Admittedly the whole tone of the EHRC report is to say that such distinctions don’t matter, and that even unintentional slights referred to by it as “micro-aggressions” must be regarded as important. After all, its argument runs, not only is this in line with the rather open-ended requirements of the equality legislation; it also reflects the fact that offence is offence whether deliberately-caused or not. But while this may be true as a matter of dry law or even (dare we say) academic logic, it immediately raises a problem. The EHRC’s claim that racism on campuses is an emergency such as to require drastic and immediate measures, no-tolerance policies and so on, can only carry conviction if it does indeed involve constant, deliberate and overt racial slurs: regular express Jew-bating, attacks on Asians for their race, shouts of “n****rs out” echoing across campuses every night, academics telling people they’re not welcome because of their race, or whatever. This does not seem to be the case. Mere instances of conversations that could have gone better, perceived slights by ignoring particular students, and the like may be matters for concern. But problems requiring immediate and drastic measures of suppression they are not.

Which takes us on to a further point. Many of the micro-aggressions that trouble the EHRC are things that form part of everyday conversation and interaction, both inside and outside universities. Calling for and supporting extensive administrative measures for their elimination, such as speech codes, regular reporting, bystander interventions, mandatory logging of complaints and zero tolerance of infractions, will have two effects.

One is that it will encourage Stasi-like monitoring and an atmosphere of serious mistrust. Students and others would be actively exhorted to be hypersensitive; to listen carefully for possible slights even if no-one actually minded; and to report what they saw as undesirable speech to the authorities, who would then be bound to investigate and as often as not to intervene. Conversely, academics and students would increasingly be open to being called in to face accusations on the lines of “You were overheard in conversation saying such-and-such, which is against the University’s values, etc etc.” The prospect is not attractive.
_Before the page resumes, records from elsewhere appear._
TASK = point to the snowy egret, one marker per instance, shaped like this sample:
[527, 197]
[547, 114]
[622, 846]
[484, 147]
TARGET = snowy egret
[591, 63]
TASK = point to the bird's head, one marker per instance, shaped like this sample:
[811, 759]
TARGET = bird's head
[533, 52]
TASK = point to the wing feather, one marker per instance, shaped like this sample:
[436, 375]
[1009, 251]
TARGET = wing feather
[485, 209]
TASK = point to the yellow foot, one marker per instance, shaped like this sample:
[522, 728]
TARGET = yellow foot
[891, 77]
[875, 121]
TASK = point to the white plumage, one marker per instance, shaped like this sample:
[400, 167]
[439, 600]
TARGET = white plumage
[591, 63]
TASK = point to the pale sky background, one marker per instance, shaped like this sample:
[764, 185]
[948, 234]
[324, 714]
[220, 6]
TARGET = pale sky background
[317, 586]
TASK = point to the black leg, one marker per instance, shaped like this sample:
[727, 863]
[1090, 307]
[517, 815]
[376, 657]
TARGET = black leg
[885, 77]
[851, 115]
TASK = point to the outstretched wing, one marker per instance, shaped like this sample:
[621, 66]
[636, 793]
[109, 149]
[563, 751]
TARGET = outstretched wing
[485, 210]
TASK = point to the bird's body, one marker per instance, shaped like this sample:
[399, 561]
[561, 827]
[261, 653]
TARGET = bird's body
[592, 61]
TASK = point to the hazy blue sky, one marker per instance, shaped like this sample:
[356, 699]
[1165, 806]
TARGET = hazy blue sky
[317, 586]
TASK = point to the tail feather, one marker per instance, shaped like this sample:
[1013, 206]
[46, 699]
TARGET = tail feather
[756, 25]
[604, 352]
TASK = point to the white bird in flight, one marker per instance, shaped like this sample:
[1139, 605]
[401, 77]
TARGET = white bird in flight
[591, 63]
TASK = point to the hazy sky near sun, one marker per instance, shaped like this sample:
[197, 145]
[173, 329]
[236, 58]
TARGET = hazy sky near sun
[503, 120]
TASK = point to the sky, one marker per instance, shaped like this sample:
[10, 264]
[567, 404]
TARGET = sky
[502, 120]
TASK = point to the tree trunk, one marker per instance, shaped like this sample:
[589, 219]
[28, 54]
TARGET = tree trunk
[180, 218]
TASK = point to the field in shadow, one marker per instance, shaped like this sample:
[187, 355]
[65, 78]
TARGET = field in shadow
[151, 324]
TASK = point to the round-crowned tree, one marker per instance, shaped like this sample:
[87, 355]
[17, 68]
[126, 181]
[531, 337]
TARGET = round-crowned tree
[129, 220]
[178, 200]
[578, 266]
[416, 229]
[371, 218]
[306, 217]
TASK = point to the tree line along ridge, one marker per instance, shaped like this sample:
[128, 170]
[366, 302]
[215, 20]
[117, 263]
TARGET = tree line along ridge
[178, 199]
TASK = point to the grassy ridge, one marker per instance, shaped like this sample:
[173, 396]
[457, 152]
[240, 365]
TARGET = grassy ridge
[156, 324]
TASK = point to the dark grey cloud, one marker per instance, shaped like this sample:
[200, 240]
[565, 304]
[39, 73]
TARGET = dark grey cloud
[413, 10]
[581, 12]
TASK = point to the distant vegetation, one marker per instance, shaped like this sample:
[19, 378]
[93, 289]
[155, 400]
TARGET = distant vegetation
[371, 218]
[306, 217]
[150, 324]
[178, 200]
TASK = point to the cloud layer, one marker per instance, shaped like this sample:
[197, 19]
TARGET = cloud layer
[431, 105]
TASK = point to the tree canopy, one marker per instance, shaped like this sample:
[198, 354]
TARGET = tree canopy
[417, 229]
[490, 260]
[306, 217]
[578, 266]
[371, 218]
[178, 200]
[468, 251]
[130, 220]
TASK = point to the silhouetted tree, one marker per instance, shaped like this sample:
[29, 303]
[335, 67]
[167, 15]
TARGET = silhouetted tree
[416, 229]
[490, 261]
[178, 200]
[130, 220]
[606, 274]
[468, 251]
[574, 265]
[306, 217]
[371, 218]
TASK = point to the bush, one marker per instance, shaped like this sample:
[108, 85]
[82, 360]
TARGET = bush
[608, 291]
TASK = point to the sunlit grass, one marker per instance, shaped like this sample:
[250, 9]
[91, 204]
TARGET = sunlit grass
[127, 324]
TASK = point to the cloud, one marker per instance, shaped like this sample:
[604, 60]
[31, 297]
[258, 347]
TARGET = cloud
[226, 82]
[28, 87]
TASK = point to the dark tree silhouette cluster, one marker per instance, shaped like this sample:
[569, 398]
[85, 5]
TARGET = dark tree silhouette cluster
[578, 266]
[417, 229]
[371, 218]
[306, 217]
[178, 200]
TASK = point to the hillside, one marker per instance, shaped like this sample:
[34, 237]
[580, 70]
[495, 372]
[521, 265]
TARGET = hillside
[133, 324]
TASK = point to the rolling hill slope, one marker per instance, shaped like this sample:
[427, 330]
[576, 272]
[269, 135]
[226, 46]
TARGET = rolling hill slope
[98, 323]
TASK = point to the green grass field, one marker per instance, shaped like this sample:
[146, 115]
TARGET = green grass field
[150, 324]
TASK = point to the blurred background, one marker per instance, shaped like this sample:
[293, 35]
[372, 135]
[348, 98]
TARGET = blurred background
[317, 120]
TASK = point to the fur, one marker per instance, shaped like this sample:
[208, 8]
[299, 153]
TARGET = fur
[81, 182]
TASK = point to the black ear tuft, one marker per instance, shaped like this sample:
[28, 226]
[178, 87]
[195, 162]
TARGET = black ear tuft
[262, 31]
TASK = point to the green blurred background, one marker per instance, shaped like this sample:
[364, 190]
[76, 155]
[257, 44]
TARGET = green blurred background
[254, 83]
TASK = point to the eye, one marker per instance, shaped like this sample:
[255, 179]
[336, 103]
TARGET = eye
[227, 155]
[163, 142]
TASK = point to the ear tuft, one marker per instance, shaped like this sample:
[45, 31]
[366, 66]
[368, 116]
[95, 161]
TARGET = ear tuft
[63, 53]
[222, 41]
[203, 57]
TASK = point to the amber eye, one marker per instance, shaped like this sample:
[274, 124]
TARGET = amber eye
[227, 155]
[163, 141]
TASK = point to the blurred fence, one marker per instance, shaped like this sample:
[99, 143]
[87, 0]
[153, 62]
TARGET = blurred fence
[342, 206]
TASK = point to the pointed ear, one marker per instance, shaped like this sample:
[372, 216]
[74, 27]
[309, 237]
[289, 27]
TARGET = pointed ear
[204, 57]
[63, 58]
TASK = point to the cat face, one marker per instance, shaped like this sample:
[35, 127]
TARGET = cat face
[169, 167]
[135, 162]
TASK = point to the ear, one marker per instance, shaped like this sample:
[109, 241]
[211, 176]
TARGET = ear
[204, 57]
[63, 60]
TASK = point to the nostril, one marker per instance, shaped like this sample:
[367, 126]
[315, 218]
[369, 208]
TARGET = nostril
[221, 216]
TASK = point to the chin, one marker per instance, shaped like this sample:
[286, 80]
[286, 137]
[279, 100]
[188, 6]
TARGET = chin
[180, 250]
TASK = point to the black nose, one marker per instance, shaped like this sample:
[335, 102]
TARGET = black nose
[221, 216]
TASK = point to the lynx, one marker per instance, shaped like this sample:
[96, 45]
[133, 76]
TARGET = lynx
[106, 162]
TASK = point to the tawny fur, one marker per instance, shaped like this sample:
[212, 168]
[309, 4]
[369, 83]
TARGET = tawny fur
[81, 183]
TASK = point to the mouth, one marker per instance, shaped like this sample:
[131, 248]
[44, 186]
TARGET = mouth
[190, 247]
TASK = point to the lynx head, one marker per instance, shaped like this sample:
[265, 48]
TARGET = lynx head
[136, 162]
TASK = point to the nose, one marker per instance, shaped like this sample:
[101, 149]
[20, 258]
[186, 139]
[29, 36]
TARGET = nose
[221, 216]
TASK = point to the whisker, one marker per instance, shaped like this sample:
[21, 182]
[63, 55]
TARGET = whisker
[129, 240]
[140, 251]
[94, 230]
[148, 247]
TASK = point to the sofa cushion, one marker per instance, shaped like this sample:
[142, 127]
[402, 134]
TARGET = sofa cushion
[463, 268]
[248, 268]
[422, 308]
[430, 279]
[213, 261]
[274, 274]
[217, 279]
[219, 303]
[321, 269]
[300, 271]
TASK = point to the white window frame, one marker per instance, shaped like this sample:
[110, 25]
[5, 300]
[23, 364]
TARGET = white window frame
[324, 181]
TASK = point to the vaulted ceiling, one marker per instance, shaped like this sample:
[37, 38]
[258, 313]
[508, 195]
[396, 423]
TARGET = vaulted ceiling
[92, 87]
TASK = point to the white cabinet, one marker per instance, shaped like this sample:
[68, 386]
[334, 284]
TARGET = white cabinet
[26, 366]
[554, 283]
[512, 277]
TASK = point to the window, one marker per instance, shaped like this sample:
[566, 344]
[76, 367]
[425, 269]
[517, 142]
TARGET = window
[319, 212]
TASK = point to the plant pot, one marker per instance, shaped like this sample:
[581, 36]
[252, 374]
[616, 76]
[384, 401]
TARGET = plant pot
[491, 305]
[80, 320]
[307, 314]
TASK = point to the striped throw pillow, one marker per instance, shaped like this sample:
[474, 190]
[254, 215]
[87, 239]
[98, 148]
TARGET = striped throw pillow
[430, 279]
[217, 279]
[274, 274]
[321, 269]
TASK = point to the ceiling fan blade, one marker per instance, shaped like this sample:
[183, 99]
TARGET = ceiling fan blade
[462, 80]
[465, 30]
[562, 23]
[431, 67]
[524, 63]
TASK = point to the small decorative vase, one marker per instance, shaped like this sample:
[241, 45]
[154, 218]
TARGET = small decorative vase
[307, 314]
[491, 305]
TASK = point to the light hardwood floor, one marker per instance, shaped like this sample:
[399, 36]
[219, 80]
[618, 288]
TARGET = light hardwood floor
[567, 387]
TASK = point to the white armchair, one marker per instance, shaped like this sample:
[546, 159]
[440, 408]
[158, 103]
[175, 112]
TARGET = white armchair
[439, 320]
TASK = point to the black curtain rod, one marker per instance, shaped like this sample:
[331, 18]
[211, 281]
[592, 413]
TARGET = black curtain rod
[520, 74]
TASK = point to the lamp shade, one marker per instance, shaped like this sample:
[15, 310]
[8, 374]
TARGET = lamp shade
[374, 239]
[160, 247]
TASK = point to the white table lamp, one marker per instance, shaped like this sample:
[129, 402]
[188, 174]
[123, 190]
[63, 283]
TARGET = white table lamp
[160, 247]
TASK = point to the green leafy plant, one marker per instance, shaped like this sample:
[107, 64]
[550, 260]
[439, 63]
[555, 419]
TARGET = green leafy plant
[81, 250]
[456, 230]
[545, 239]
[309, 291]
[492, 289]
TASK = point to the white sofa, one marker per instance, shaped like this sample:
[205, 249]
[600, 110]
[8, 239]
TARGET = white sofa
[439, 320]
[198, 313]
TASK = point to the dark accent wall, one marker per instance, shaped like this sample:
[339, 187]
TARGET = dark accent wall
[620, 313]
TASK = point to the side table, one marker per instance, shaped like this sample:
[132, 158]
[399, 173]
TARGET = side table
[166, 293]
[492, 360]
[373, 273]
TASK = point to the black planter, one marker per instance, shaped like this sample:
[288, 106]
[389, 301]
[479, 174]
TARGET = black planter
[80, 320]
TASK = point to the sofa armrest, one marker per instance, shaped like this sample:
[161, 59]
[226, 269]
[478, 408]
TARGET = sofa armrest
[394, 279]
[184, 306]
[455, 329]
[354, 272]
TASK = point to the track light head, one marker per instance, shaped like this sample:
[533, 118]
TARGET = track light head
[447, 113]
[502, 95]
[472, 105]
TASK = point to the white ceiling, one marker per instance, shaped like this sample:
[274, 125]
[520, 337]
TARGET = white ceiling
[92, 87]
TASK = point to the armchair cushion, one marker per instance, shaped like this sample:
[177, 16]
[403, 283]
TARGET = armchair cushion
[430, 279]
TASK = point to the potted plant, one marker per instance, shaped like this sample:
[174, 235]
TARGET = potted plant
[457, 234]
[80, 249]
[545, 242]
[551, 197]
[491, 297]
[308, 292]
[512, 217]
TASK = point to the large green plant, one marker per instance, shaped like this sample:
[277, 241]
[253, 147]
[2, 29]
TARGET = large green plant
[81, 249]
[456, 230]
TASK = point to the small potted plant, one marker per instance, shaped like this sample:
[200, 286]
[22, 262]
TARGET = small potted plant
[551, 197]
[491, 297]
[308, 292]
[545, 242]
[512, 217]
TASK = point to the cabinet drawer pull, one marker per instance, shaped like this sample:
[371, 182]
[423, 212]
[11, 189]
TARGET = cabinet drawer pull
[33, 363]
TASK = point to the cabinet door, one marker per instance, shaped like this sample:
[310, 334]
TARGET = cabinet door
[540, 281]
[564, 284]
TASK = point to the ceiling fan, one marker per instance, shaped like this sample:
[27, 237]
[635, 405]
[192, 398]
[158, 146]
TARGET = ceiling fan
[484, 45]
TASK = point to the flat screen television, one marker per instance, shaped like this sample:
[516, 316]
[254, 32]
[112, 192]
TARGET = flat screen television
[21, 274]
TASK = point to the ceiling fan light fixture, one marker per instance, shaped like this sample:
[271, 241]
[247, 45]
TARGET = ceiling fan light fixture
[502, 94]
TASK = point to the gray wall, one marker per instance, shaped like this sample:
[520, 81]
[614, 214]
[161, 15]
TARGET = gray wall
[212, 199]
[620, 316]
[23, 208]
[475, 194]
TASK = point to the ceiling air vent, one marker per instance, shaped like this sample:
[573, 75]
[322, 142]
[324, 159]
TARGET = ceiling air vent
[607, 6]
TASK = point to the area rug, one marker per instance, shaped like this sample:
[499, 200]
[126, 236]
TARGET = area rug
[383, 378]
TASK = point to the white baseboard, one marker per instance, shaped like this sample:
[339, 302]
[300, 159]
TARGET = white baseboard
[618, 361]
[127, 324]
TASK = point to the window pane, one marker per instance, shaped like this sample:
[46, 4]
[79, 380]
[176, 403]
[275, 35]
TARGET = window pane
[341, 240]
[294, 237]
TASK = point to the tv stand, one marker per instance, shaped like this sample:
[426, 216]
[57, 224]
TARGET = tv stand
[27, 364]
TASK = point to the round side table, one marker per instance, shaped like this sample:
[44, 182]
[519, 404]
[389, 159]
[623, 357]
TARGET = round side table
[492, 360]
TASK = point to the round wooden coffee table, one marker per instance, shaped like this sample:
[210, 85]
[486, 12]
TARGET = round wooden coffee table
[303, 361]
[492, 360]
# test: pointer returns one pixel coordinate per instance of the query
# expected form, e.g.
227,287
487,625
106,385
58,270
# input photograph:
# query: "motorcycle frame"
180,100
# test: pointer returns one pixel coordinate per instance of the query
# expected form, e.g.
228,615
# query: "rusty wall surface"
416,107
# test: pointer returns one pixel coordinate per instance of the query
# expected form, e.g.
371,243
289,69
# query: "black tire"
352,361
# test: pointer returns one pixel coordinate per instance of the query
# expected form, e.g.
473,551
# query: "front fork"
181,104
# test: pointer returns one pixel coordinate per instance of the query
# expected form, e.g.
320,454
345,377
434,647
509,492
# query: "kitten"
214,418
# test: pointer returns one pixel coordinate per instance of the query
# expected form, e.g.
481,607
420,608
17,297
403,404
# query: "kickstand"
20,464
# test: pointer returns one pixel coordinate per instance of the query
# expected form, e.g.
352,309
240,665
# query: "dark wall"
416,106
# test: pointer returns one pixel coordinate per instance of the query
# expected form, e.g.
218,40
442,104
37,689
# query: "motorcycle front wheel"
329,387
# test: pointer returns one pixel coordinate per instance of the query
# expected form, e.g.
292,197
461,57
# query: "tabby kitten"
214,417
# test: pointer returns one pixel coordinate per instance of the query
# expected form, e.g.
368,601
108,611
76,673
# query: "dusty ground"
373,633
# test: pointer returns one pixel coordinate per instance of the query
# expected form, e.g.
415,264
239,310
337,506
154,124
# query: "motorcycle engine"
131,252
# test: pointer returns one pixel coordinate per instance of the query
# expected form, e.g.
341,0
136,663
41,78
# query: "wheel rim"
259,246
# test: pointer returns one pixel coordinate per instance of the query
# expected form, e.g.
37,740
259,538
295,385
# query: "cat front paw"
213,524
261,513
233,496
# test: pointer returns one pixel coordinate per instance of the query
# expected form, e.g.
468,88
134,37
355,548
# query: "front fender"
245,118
But there is another, worse, prospect. You don’t go to university to be taught as you were in a possibly second-rate school. You go (or should) for self-education; for adult conversation; for no-holds-barred argument; for ideas as to social boundaries to push; and occasionally to make or hear the sort of outrageous suggestion that doesn’t make the grade elsewhere. If all conversation is monitored and students and academics encouraged to stay on the safe side by sticking strictly to their subject and avoiding anything controversial or even possibly offence-giving, one might begin to ask: why go to university at all? After all, if all you get there is the utilitarian information strictly relevant to your course and the transferable skills you hope to get out of it, there are other ways to do that. You could stay at home and join the OU. Or you could save even more money by simply signing up for a correspondence course and sticking in your study in Sunderland, Southsea or Solihull. Now there’s a thought.